My main question is....isn't protocol for a port-a-cath and care the exact same as for other central lines, except for needle access? I've been searching all over for "blood draws and port-a-cath" and "hub change after blood draws central line" and I am finding all kinds of conflicting info. I wanted to go back to work totally prepared and knowing what to do!
Also...do you flush with 10 ml THEN waste 10 ml? I don't get this whole concept since you are pulling back mostly the 10 ml of NS you just flushed in, not so much the patient's blood. Wouldn't you pull, waste first, then flush, then get your sample?
I wish I had a picture for you all. I'll be sure to pay closer attention this week and also find out the type of hub used. Would be great if I could see the nurse coming for the dressing change but don't think I'll be there then..
- 0May 23, '12 by Ashley, PICU RNRed flag if you haven't seen the policies. Ask your supervisor where they are located and read them. Anytime you are working for an institution that provides medical care, there needs to be facility policies that dictate your practice. Policies are what give you guidance in these situations and what covers your butt if something adverse were to happen. If there are truly no policies at this place, then I would find another place to work- very quickly. You're setting yourself up to be sued if your performing skills without a policy that dictates your practice.
Yes, you flush before you waste. Remember that you instilled heparin into the line with your last access. So even if you waste more than 5mLs, you're likely to have heparin still in the line when you draw your sample. Flushing first ensures that the line is still patent and removes any medication/old blood that was sitting in the line and could contaminate your sample. (In the hospital setting, imagine that you have D5 running through the line, and you need to draw labs that includes glucose. If you don't flush first to remove the D5 from the line, you could end up with a glucose level that's inaccurately high.)

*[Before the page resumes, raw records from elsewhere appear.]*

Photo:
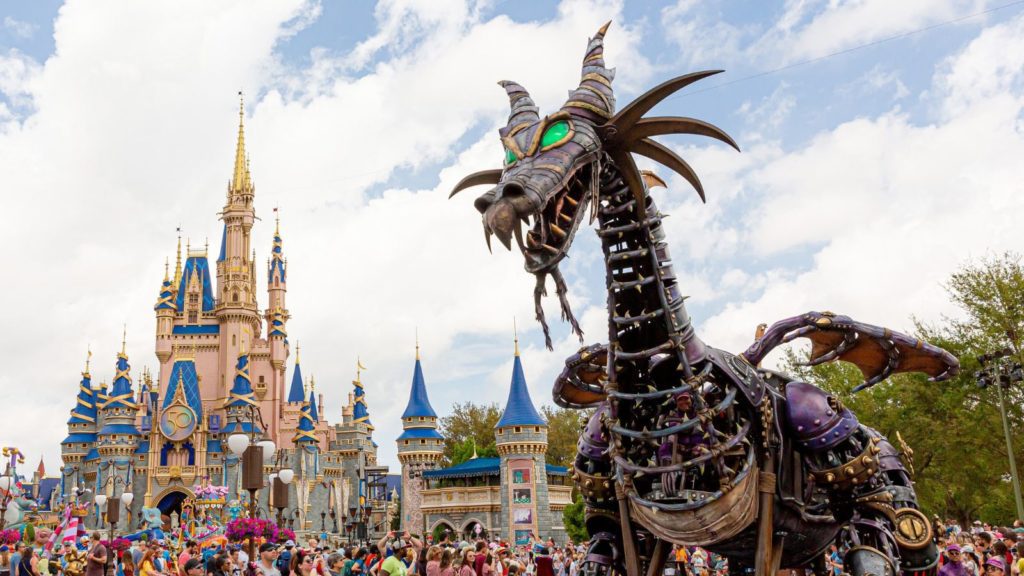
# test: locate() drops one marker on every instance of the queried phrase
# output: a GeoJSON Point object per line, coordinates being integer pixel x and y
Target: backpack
{"type": "Point", "coordinates": [284, 560]}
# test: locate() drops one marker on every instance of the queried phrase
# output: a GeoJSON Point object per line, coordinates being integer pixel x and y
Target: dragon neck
{"type": "Point", "coordinates": [646, 312]}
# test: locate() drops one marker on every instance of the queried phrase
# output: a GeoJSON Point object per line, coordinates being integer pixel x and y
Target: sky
{"type": "Point", "coordinates": [881, 152]}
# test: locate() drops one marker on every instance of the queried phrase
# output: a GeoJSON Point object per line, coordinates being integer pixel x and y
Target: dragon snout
{"type": "Point", "coordinates": [501, 218]}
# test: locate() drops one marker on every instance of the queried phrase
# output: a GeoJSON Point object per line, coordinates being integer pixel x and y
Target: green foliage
{"type": "Point", "coordinates": [468, 422]}
{"type": "Point", "coordinates": [953, 427]}
{"type": "Point", "coordinates": [563, 432]}
{"type": "Point", "coordinates": [464, 451]}
{"type": "Point", "coordinates": [572, 518]}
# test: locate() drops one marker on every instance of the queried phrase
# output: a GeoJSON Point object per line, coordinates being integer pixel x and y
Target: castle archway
{"type": "Point", "coordinates": [170, 502]}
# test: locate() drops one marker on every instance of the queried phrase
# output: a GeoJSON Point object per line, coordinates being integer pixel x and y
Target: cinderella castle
{"type": "Point", "coordinates": [222, 370]}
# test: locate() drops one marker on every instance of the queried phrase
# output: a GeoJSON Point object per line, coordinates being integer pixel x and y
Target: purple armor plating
{"type": "Point", "coordinates": [594, 441]}
{"type": "Point", "coordinates": [813, 420]}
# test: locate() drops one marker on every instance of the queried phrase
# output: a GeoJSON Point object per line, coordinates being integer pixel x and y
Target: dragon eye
{"type": "Point", "coordinates": [554, 133]}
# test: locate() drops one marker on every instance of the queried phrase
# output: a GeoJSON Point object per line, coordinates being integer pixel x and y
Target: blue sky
{"type": "Point", "coordinates": [117, 125]}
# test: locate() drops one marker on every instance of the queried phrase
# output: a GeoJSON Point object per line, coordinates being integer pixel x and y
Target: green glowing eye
{"type": "Point", "coordinates": [554, 133]}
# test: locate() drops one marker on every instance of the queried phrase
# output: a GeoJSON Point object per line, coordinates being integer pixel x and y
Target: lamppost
{"type": "Point", "coordinates": [6, 483]}
{"type": "Point", "coordinates": [113, 505]}
{"type": "Point", "coordinates": [279, 490]}
{"type": "Point", "coordinates": [996, 368]}
{"type": "Point", "coordinates": [253, 455]}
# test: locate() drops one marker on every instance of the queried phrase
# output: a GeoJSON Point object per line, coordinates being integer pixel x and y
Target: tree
{"type": "Point", "coordinates": [572, 518]}
{"type": "Point", "coordinates": [468, 421]}
{"type": "Point", "coordinates": [563, 430]}
{"type": "Point", "coordinates": [953, 427]}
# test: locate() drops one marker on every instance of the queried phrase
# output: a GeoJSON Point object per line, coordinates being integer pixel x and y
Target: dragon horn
{"type": "Point", "coordinates": [594, 97]}
{"type": "Point", "coordinates": [523, 109]}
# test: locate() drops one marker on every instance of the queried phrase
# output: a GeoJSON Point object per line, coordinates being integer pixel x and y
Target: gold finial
{"type": "Point", "coordinates": [239, 178]}
{"type": "Point", "coordinates": [177, 262]}
{"type": "Point", "coordinates": [515, 335]}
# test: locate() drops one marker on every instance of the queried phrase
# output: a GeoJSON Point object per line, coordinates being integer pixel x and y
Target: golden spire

Yes, in general, ports are central lines and are managed in the same way. Again, though, your facility's policy will really dictate this practice.
Patients in the hospital usually have fluids or medications going through their central lines throughout the day. They aren't hep-locked after every blood draw because there will be fluid through the line that will keep it patent and prevent any blood that might be in the cap from clotting and growing bacteria. Depending on what is instilled through the line will help dictate when you change the cap. For example, our lines get new caps when we have infused propofol (which breads bacteria). I'm guessing that your patient is getting daily cap-changes because he is going 24 hours between accesses.
Finally, our policy is to use clean gloves when a line is being accessed, but when the line is being opened (changing the cap) sterile gloves and mask are required.
The only way for you to answer the question with certainty regarding how you should and should not be caring for the central line is to find your facility's policies.